ProfiWerk mathematics
(dt. ProfiWerk Mathematik)
Level, degree of commitment | Advanced module, depends on importing study program |
Forms of teaching and learning, workload |
Seminar 1: ProfiWerk Mathematics Teil 1 (2 SWS)
seminar 2: ProfiWerk Mathematics Teil 2 (2 SWS), 180 hours (attendance in den Lehrveranstaltungen 60 h, 90 h preparation and follow-up inklusive Studienleistungen, 30 h Vorbereitung and Ablegen von Prüfungsleistungen) |
Credit points, formal requirements |
6 CP Course requirement(s): Exercises, presentation, portfolio with 1 to 3 presentations. Examination type: Written examination (90 min., 3 CP) and term paper (15-20 p., 3 CP) |
Language, Grading |
German,The grading is done with 0 to 15 points according to the examination regulations for the degree program LAaG Mathematics. In the event of failure, a total of 2 attempts are available for the examination. |
Origin | LAaG Mathematics |
Duration, frequency |
One semester, Jedes Studienjahr |
Person in charge of the module's outline | Dr. Roland Weber |
Contents
Through research-based learning, an exemplary understanding of the subject is developed on the basis of selected technical and methodological concepts. This technical understanding is analysed didactically and thus transferred into the perspective of the conveyance process in school. The work process and its reflexive analysis build on the already acquired professional and methodical competences of the students and promote an individual professionalisation process.
Qualification Goals
Competences:
Students should reflect on the importance of concepts in the subject science (categories, basic concepts, key questions) as well as methods for gaining knowledge as a basis for professional and educational theory-based action in professional education and thus transfer the acquired professional understanding into a didactically guided modelling process of tasks. The students show a self-reflecting understanding for illustrative professional and methodical concepts of the subject, know the importance of this understanding for the transfer into school-based teaching-learning processes, apply this understanding within the framework of the didactically guided modelling of teaching-related tasks and show a deepened and reflected understanding for the importance of the didactic modelling process and its role in the reflected subject teaching.
Qualification goals:
The students develop an exemplary understanding of the subject on the basis of selected professional and methodological concepts and apply this understanding within the framework of a didactically guided modelling process of tasks related to teaching. On the basis of central questions of the subject, the students reflect on the tension between subject science and school subject, reflected knowledge and everyday knowledge.
Prerequisites
The following modules are required: Linear Algebra incl. Foundations of Mathematics, Analysis I, Analysis II. The school internship I is still required and the competences that are taught in a specialised advanced mathematics module are recommended.
Applicability
The module can be attended at FB12 in study program(s)
- LAaG Mathematics
When studying LAaG Mathematics, this module must be completed in the study area Advanced Modules.
Recommended Reading
(not specified)
Please note:
This page describes a module according to the latest valid module guide in Winter semester 2020/21. Most rules valid for a module are not covered by the examination regulations and can therefore be updated on a semesterly basis. The following versions are available in the online module guide:
- Winter 2016/17 (no corresponding element)

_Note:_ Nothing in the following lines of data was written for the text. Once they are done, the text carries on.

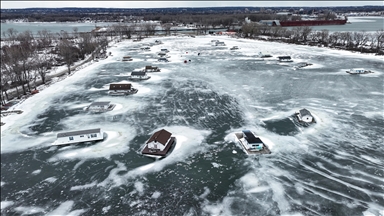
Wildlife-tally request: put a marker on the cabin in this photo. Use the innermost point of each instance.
(270, 22)
(358, 71)
(162, 59)
(121, 89)
(261, 55)
(138, 70)
(139, 75)
(100, 106)
(304, 115)
(213, 42)
(80, 136)
(159, 144)
(252, 141)
(285, 59)
(252, 144)
(302, 64)
(127, 58)
(164, 55)
(219, 43)
(145, 48)
(164, 50)
(151, 69)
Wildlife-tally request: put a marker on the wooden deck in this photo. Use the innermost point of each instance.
(264, 151)
(147, 152)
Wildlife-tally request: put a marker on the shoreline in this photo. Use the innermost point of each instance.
(55, 77)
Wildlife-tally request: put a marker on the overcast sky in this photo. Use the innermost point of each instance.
(167, 4)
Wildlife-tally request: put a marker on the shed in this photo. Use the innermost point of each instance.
(119, 86)
(159, 140)
(79, 136)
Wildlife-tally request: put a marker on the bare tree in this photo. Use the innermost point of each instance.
(379, 39)
(66, 52)
(305, 31)
(167, 28)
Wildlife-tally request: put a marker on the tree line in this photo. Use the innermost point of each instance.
(356, 41)
(26, 59)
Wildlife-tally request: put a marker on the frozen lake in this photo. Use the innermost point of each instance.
(333, 167)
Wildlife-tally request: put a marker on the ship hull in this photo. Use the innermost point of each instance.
(312, 22)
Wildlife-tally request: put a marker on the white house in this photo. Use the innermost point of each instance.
(127, 58)
(121, 89)
(305, 116)
(100, 106)
(251, 142)
(164, 50)
(219, 43)
(285, 59)
(159, 140)
(150, 68)
(79, 136)
(139, 75)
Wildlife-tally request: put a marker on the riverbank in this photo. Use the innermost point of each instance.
(60, 73)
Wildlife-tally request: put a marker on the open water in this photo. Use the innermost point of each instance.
(333, 167)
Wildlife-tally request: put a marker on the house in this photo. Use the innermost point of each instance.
(121, 89)
(145, 48)
(285, 59)
(162, 59)
(358, 71)
(304, 115)
(163, 55)
(219, 43)
(139, 75)
(164, 50)
(252, 144)
(80, 136)
(151, 69)
(261, 55)
(127, 58)
(159, 144)
(270, 22)
(100, 106)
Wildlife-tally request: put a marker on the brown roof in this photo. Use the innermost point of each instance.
(160, 136)
(120, 86)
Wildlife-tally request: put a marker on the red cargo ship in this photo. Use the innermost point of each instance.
(312, 22)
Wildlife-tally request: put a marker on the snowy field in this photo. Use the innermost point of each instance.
(333, 167)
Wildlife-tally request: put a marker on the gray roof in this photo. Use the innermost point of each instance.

- Summer 2018 (no corresponding element)
- Winter 2018/19
- Winter 2019/20
- Winter 2020/21
- Summer 2021
- Winter 2021/22
- Winter 2022/23
- Winter 2023/24
The module guide contains all modules, independent of the current event offer. Please compare the current course catalogue in Marvin.
The information in this online module guide was created automatically. Legally binding is only the information in the examination regulations (Prüfungsordnung). If you notice any discrepancies or errors, we would be grateful for any advice.